Today, Concurrent elaborates on the release of Cascading 2.5, the open source framework for facilitating the development of applications on Apache Hadoop. Cascading 2.5 supports the recent released Hadoop 2.0 distribution including YARN and its other features. Cascading users that are interested in upgrading to Hadoop 2.0 can do so by means of Cascading 2.5. Similarly, applications that leverage the Scalding, Cascalog and PyCascading languages can migrate to Hadoop 2.0 as well by means of the Cascading 2.5 framework. The latest release of Cascading also features “complex join operations and optimizations to dynamically partition and store processed data more efficiently on HDFS,” according to the Concurrent’s press release. Finally, the release deepens its compatibility with other Hadoop distributions and Hadoop as a Service vendors such as Cloudera, Hortonworks, MapR, Intel, Altiscale, Qubole and Amazon EMR.
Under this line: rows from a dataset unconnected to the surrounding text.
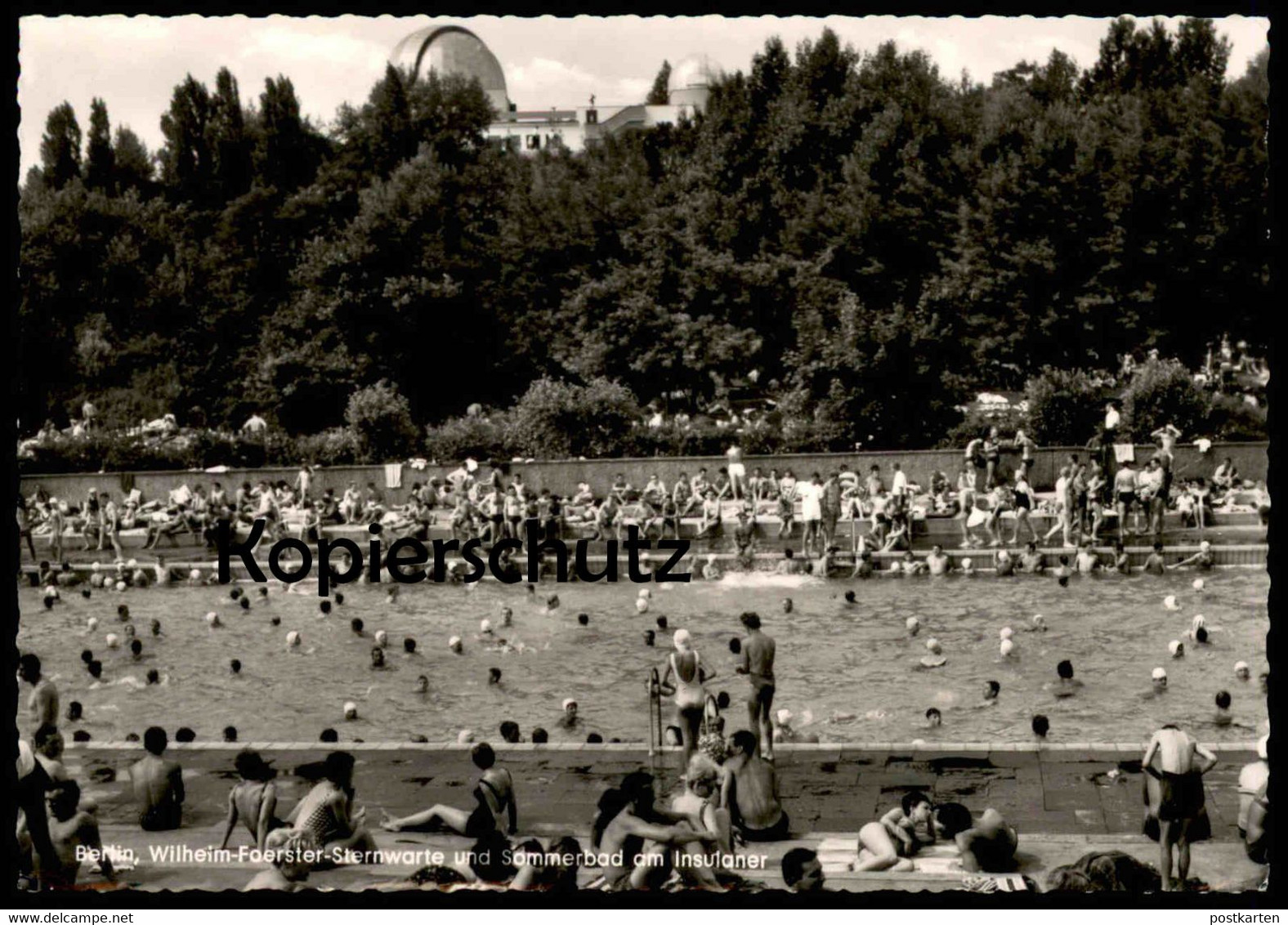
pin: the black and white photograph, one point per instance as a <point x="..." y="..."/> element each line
<point x="670" y="458"/>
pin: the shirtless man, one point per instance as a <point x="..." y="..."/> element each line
<point x="630" y="824"/>
<point x="758" y="664"/>
<point x="42" y="704"/>
<point x="158" y="784"/>
<point x="1178" y="763"/>
<point x="73" y="831"/>
<point x="749" y="790"/>
<point x="1032" y="562"/>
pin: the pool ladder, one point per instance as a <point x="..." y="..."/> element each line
<point x="655" y="721"/>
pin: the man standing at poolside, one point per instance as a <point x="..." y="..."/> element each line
<point x="158" y="784"/>
<point x="812" y="512"/>
<point x="758" y="664"/>
<point x="1178" y="763"/>
<point x="42" y="704"/>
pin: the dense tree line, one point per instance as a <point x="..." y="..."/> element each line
<point x="858" y="237"/>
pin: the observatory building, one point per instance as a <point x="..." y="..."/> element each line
<point x="456" y="51"/>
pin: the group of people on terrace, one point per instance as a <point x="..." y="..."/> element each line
<point x="1098" y="498"/>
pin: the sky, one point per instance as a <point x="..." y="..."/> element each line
<point x="134" y="62"/>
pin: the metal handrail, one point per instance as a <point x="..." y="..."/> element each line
<point x="655" y="721"/>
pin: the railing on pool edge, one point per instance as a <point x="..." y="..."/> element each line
<point x="655" y="721"/>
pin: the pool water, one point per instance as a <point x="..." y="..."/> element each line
<point x="853" y="672"/>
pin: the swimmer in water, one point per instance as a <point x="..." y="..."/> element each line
<point x="1086" y="562"/>
<point x="1223" y="708"/>
<point x="1154" y="565"/>
<point x="938" y="562"/>
<point x="1004" y="563"/>
<point x="1032" y="562"/>
<point x="991" y="690"/>
<point x="1066" y="684"/>
<point x="1122" y="562"/>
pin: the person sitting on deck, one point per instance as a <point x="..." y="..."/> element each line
<point x="158" y="784"/>
<point x="988" y="846"/>
<point x="626" y="822"/>
<point x="494" y="798"/>
<point x="73" y="831"/>
<point x="254" y="799"/>
<point x="326" y="812"/>
<point x="749" y="790"/>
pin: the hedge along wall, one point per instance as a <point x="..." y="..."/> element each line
<point x="561" y="477"/>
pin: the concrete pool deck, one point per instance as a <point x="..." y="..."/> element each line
<point x="1060" y="798"/>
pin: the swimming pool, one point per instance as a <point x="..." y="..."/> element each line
<point x="853" y="669"/>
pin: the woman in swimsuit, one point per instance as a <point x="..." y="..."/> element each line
<point x="254" y="800"/>
<point x="1023" y="507"/>
<point x="326" y="812"/>
<point x="494" y="798"/>
<point x="684" y="677"/>
<point x="992" y="456"/>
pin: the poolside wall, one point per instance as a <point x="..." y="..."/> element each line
<point x="563" y="476"/>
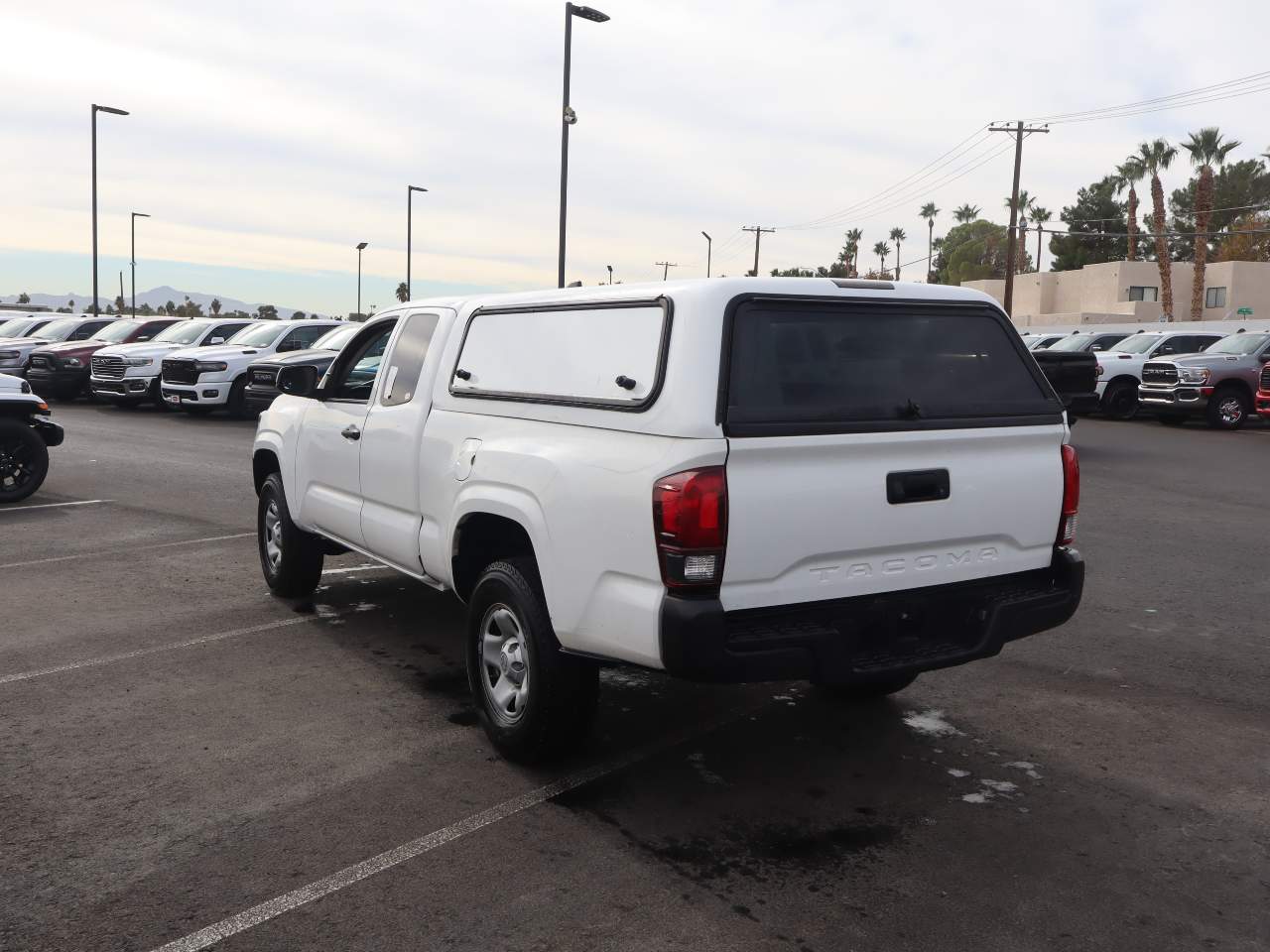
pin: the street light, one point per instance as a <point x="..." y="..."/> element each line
<point x="95" y="111"/>
<point x="409" y="194"/>
<point x="135" y="216"/>
<point x="568" y="117"/>
<point x="361" y="246"/>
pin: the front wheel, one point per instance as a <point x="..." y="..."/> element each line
<point x="291" y="558"/>
<point x="535" y="701"/>
<point x="1227" y="411"/>
<point x="23" y="461"/>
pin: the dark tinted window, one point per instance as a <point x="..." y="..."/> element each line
<point x="810" y="367"/>
<point x="408" y="356"/>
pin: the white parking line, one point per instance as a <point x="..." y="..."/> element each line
<point x="51" y="506"/>
<point x="350" y="875"/>
<point x="157" y="649"/>
<point x="125" y="551"/>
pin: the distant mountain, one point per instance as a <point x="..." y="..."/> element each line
<point x="155" y="298"/>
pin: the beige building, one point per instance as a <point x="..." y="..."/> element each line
<point x="1118" y="293"/>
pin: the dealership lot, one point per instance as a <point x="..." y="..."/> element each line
<point x="183" y="751"/>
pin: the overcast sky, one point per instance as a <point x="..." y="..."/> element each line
<point x="268" y="139"/>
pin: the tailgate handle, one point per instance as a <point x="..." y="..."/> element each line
<point x="917" y="486"/>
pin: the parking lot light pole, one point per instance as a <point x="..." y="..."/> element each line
<point x="96" y="109"/>
<point x="409" y="194"/>
<point x="568" y="117"/>
<point x="135" y="216"/>
<point x="361" y="246"/>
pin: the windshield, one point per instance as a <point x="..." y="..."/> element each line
<point x="1137" y="344"/>
<point x="1238" y="344"/>
<point x="116" y="333"/>
<point x="183" y="333"/>
<point x="59" y="330"/>
<point x="336" y="339"/>
<point x="257" y="335"/>
<point x="1074" y="341"/>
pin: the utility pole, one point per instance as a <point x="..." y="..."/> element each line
<point x="758" y="236"/>
<point x="1017" y="130"/>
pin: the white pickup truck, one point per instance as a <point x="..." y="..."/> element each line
<point x="739" y="479"/>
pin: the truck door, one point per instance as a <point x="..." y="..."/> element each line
<point x="330" y="440"/>
<point x="391" y="512"/>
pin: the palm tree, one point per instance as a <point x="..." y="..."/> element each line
<point x="1128" y="176"/>
<point x="1156" y="157"/>
<point x="853" y="239"/>
<point x="1206" y="150"/>
<point x="929" y="212"/>
<point x="1039" y="217"/>
<point x="881" y="249"/>
<point x="1025" y="204"/>
<point x="898" y="235"/>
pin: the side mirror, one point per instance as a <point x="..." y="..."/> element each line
<point x="299" y="381"/>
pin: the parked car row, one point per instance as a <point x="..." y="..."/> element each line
<point x="193" y="365"/>
<point x="1220" y="377"/>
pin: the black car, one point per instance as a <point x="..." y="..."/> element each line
<point x="262" y="376"/>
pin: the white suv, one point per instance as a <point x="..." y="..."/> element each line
<point x="740" y="479"/>
<point x="203" y="379"/>
<point x="1120" y="366"/>
<point x="127" y="375"/>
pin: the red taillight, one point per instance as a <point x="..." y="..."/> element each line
<point x="1071" y="497"/>
<point x="690" y="524"/>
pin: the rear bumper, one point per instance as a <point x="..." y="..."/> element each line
<point x="869" y="636"/>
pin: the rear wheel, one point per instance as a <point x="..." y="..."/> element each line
<point x="535" y="701"/>
<point x="1120" y="402"/>
<point x="864" y="692"/>
<point x="23" y="461"/>
<point x="291" y="558"/>
<point x="1227" y="409"/>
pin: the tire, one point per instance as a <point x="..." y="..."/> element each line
<point x="547" y="703"/>
<point x="1120" y="402"/>
<point x="23" y="461"/>
<point x="1227" y="409"/>
<point x="236" y="403"/>
<point x="865" y="692"/>
<point x="291" y="558"/>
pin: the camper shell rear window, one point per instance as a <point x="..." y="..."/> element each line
<point x="811" y="366"/>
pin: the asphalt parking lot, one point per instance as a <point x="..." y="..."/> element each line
<point x="187" y="758"/>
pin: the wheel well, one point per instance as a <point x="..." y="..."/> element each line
<point x="264" y="462"/>
<point x="483" y="538"/>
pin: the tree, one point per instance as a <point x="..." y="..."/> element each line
<point x="1248" y="239"/>
<point x="1095" y="229"/>
<point x="1128" y="175"/>
<point x="971" y="252"/>
<point x="1039" y="217"/>
<point x="929" y="211"/>
<point x="1206" y="150"/>
<point x="1156" y="157"/>
<point x="881" y="249"/>
<point x="898" y="235"/>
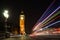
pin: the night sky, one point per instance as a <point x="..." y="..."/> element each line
<point x="33" y="10"/>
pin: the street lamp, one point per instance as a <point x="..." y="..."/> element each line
<point x="6" y="15"/>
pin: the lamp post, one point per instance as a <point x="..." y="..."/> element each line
<point x="6" y="15"/>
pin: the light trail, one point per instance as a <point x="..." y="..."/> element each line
<point x="44" y="14"/>
<point x="51" y="24"/>
<point x="47" y="23"/>
<point x="45" y="19"/>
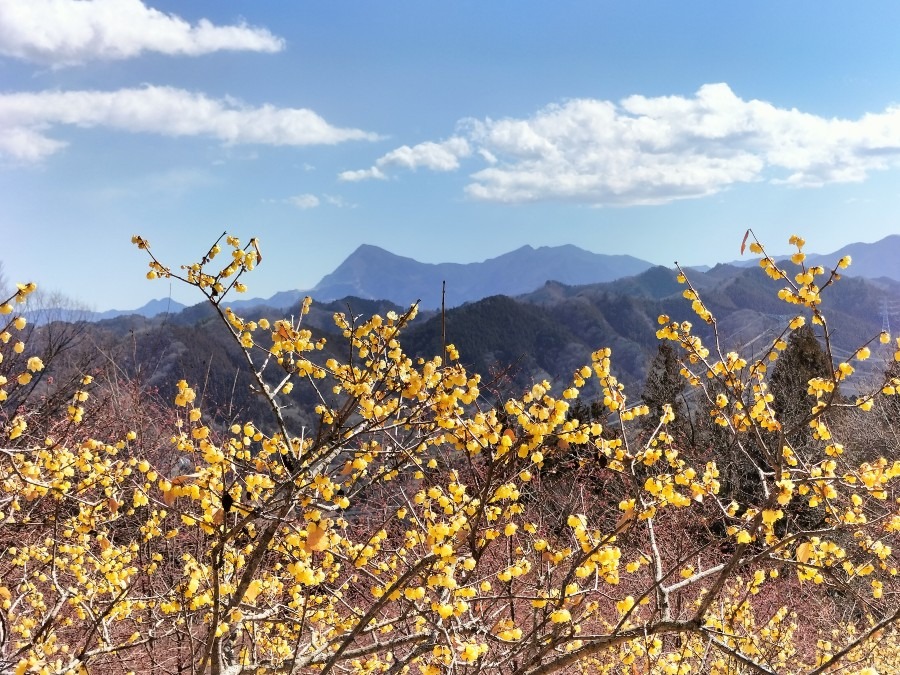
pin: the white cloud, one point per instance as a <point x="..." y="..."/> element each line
<point x="69" y="32"/>
<point x="338" y="201"/>
<point x="361" y="174"/>
<point x="443" y="156"/>
<point x="306" y="201"/>
<point x="653" y="150"/>
<point x="25" y="119"/>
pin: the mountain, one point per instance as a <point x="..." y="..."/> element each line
<point x="45" y="315"/>
<point x="372" y="272"/>
<point x="871" y="261"/>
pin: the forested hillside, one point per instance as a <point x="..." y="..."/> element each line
<point x="661" y="473"/>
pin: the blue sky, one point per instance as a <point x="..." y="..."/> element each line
<point x="440" y="131"/>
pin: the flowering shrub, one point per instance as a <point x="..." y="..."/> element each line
<point x="416" y="528"/>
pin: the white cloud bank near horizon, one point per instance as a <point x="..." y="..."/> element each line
<point x="25" y="119"/>
<point x="62" y="33"/>
<point x="443" y="156"/>
<point x="655" y="150"/>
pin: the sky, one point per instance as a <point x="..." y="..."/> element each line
<point x="445" y="132"/>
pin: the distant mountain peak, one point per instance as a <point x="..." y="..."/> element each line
<point x="374" y="273"/>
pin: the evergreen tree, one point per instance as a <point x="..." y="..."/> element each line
<point x="665" y="385"/>
<point x="803" y="359"/>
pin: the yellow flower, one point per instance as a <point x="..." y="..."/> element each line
<point x="561" y="616"/>
<point x="625" y="604"/>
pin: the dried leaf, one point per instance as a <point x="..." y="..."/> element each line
<point x="315" y="538"/>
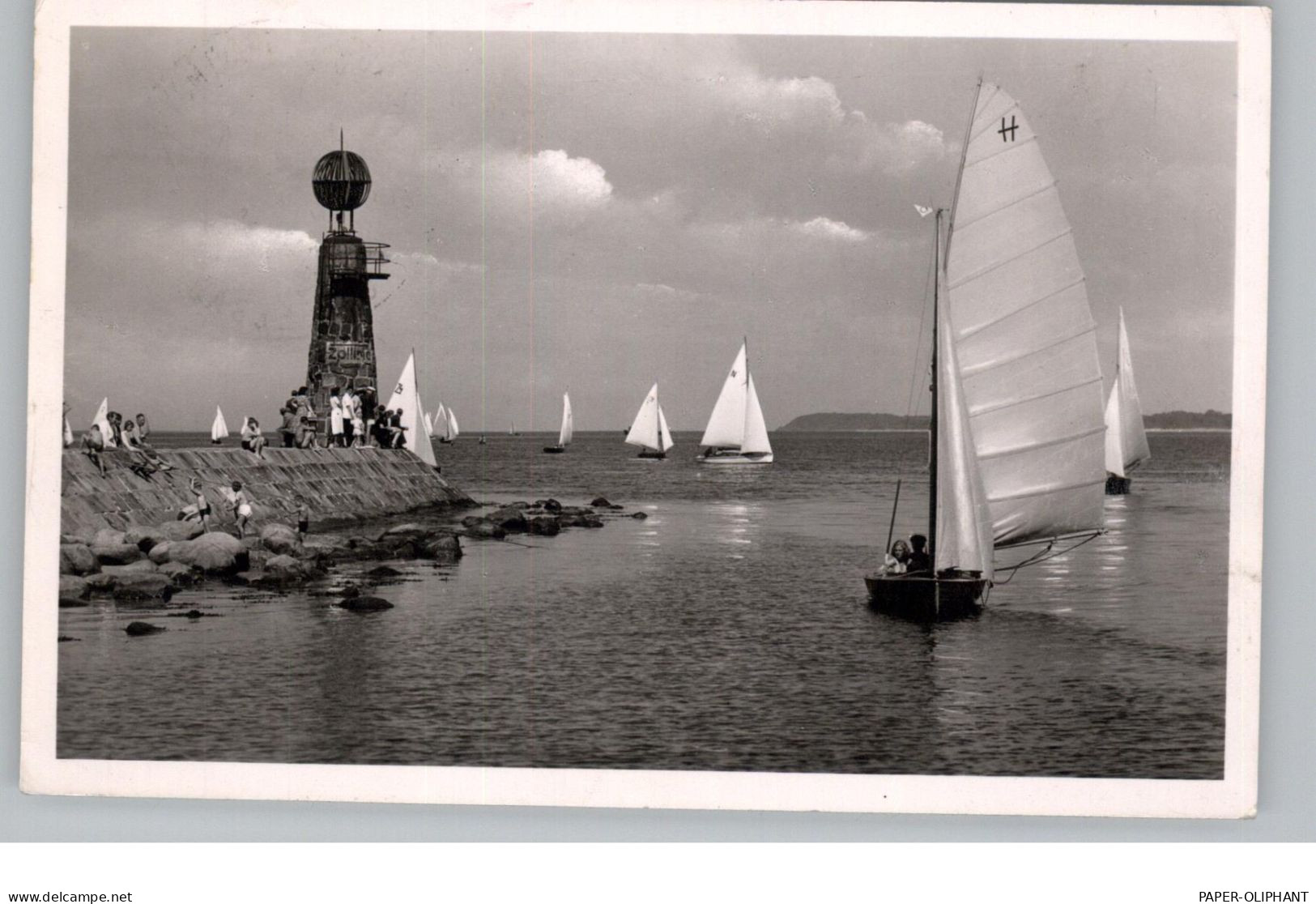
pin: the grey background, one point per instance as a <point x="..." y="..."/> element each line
<point x="1288" y="798"/>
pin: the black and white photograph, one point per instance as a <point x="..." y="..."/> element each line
<point x="789" y="407"/>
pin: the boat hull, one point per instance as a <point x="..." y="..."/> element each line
<point x="1118" y="486"/>
<point x="926" y="599"/>
<point x="737" y="458"/>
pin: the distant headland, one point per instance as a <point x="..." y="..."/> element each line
<point x="837" y="421"/>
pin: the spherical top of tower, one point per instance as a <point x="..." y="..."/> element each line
<point x="341" y="181"/>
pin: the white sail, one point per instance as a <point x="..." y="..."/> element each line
<point x="1126" y="436"/>
<point x="219" y="429"/>
<point x="101" y="420"/>
<point x="756" y="429"/>
<point x="568" y="424"/>
<point x="1024" y="335"/>
<point x="406" y="400"/>
<point x="726" y="424"/>
<point x="663" y="433"/>
<point x="964" y="518"/>
<point x="644" y="431"/>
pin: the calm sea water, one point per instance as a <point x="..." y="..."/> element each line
<point x="728" y="630"/>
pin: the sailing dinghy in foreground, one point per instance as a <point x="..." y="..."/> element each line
<point x="736" y="433"/>
<point x="568" y="427"/>
<point x="1126" y="437"/>
<point x="406" y="400"/>
<point x="649" y="429"/>
<point x="1016" y="399"/>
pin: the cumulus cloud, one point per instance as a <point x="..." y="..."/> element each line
<point x="829" y="229"/>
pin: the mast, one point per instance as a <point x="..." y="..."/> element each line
<point x="932" y="427"/>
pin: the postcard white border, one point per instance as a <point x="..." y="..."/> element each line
<point x="1232" y="796"/>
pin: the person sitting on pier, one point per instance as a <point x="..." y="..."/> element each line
<point x="92" y="446"/>
<point x="919" y="558"/>
<point x="898" y="560"/>
<point x="252" y="437"/>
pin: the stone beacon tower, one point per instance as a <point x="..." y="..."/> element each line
<point x="343" y="333"/>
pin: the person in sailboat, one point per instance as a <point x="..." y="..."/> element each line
<point x="896" y="562"/>
<point x="94" y="446"/>
<point x="919" y="558"/>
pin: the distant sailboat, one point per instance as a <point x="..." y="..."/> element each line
<point x="219" y="429"/>
<point x="649" y="429"/>
<point x="101" y="420"/>
<point x="1016" y="400"/>
<point x="406" y="400"/>
<point x="1126" y="437"/>
<point x="736" y="433"/>
<point x="564" y="433"/>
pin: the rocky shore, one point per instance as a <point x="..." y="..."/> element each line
<point x="145" y="567"/>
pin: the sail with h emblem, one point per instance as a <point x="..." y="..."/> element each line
<point x="1017" y="427"/>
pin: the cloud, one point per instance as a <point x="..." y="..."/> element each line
<point x="829" y="229"/>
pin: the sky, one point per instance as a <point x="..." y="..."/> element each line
<point x="599" y="212"/>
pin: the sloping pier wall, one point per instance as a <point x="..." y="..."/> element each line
<point x="337" y="484"/>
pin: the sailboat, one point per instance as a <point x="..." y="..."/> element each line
<point x="736" y="433"/>
<point x="564" y="433"/>
<point x="649" y="429"/>
<point x="1016" y="425"/>
<point x="1126" y="438"/>
<point x="101" y="420"/>
<point x="219" y="429"/>
<point x="406" y="400"/>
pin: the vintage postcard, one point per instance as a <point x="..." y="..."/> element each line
<point x="819" y="406"/>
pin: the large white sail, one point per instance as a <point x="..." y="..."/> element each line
<point x="964" y="518"/>
<point x="756" y="429"/>
<point x="1024" y="335"/>
<point x="644" y="431"/>
<point x="406" y="400"/>
<point x="726" y="424"/>
<point x="103" y="421"/>
<point x="663" y="433"/>
<point x="219" y="429"/>
<point x="1126" y="436"/>
<point x="568" y="421"/>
Cascading 2.5 represents one of the few products in either the commercial or open source ecosystem for simplifying the development of Hadoop applications while integrating with a rich and varied ecosystem of products as illustrated below:
The graphic shows how Cascading 2.5 supports all major Hadoop distributions in addition to an impressive list of development languages, database platforms and cloud platforms. In an interview with Cloud Computing Today, Concurrent CEO Gary Nakamura and CTO Chris Wensel noted the uniqueness of Cascading in the Big Data landscape, particularly given its iterative refinement in collaboration with the likes of Twitter, eBay and The Climate Corporation over a period of more than five years.
Today’s announcement regarding the general availability of Cascading 2.5 is accompanied by news of the general availability of Lingual, an ANSI-compliant SQL interface that allows developers to use SQL commands to query data stored in Hadoop clusters. Unlike Apache’s Hive project, Lingual’s ANSI-standard SQL interface enables developers to deploy authentic SQL commands as opposed to HIVE’s SQL-like syntax. Cascading Lingual also allows for the migration of legacy SQL workloads onto Hadoop clusters, the export of Hadoop data onto BI tools such as Jaspersoft, Pentaho and Talend, and the ability to leverage the power of Cascading in conjunction with SQL to orchestrate the execution of multiple SQL queries instead of several, discrete disparate queries. The Big Data space should expect more from Concurrent as it continues to build out tools for simplifying application development on Hadoop, particularly as more and more Hadoop developers come to terms with Cascading’s advantages over MapReduce.